4,300 psi in three Minutes?!?!?!?

And, air compressed to that pressure is going to lose a huge amount of energy as heat. 

I call scam.


----------



## susieM (Apr 23, 2006)

Do you really think that CNN Europe would do a story on a scam?


----------



## idahodave (Jan 20, 2005)

susieM said:


> Do you really think that CNN Europe would do a story on a scam?


Yep...they did a report on the Y2K disaster didn't they?


----------



## MELOC (Sep 26, 2005)

i don't think it is a scam, they are just tauting the benefits of their product to sell it. the technology is sound. the motors and vehicles exist. of course fossil fuels will be needed in one form or another to generate compressed air. that is why they say that they are working on wind powered compressor technology. 

the immediate benefit is that there will be no immediate pollution directly from the use of the vehicles. i was surprised to read that the cars actually filter the air and remove pollution from the air. i am sure it isn't much, but how many vehicles can do that at all? even fossil fueled vehicles require other fossil fuel to be expended to produce the fuel that powers them. gasoline and diesel don't just emerge from the ground ready for use.


----------



## wy_white_wolf (Oct 14, 2004)

MELOC said:


> ... i was surprised to read that the cars actually filter the air and remove pollution from the air. ...

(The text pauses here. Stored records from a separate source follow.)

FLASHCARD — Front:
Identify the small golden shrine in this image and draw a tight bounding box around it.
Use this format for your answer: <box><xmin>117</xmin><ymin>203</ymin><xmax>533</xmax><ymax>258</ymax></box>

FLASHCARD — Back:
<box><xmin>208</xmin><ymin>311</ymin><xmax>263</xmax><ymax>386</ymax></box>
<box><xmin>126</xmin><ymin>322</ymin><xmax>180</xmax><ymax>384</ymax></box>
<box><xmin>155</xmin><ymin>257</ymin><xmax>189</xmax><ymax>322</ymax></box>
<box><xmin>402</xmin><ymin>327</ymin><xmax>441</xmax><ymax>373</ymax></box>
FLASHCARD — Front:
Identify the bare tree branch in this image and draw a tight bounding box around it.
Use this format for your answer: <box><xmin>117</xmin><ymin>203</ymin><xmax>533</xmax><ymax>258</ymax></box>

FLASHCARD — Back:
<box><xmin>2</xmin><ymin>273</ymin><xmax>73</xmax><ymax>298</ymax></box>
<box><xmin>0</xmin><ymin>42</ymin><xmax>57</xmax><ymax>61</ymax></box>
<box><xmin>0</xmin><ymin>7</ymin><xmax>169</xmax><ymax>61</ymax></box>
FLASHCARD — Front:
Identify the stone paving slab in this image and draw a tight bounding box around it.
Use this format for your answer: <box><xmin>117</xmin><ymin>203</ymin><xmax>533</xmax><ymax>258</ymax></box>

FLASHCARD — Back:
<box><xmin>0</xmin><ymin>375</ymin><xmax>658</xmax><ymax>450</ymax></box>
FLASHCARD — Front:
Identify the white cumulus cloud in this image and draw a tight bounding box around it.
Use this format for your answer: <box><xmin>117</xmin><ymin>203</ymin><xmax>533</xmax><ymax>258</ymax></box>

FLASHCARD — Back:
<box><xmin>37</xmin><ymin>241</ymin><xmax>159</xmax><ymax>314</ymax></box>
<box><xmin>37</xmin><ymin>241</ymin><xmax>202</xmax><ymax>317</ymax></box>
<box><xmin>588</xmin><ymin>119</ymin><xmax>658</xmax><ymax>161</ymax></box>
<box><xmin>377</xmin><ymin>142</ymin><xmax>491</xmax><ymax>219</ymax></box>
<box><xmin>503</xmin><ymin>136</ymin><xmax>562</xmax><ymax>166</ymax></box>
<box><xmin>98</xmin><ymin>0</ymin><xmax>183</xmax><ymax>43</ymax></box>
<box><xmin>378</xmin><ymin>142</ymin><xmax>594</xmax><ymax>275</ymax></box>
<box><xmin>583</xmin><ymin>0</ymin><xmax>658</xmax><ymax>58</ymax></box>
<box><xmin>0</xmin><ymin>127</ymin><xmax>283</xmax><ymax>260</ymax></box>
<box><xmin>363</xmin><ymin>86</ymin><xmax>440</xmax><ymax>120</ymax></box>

Their fancy way of saying it has an air filter. Every car I've drivin has had one of those.


----------



## MELOC (Sep 26, 2005)

meloc<---"It'll never work"


----------



## idahodave (Jan 20, 2005)

Only one real product demonstration. (range 7.2km)

No production in over ten years.

Energy storge in one air tank about equal to a 100 amp hr 12v battery.

Doesn't sound like a winner to me.


----------



## mightybooboo (Feb 10, 2004)

You all are right,none of it will ever work,and by god you better be prepared to defend anything you post from the web.

You all are just wasting my time.

Why I should bother ,or should anyone bother,just to get raked over the coals,beats me.

Total complete waste of time here.Live your propaganda dreams,none of it will work.None of it.There are no options,period,but oil.

Knock yourselves out,I wont waste my time anymore.

BooBoo


----------



## mightybooboo (Feb 10, 2004)

Steve L. said:


> mightybooboo, where did you get the above figure?
> 
> From their FAQ (http://www.theaircar.com/faq.html)
> 
> ...


Well Steve,I got it off the CNN Canada video,so bite me.

I have a neighbor who gets compressed air off of a windturbine,so bite me again.

BooBoo


----------



## MELOC (Sep 26, 2005)

i am all for it booboo. i was being sarcastic and stealing your line. of course it will work.
folks can nay say all they wish. it may take time but it will happen. i saw media about the compressed cars about a year ago. one fellow in australia had one engine type and a french fellow had another type. one of the two was scheduled for commercial production this year, so it looks they are right on schedule.


----------



## Steve L. (Feb 23, 2004)

mightybooboo said:


> ...,so bite me.
> 
> ...,so bite me again.


Sorry if I offended you. I was just fact checking. :shrug:


----------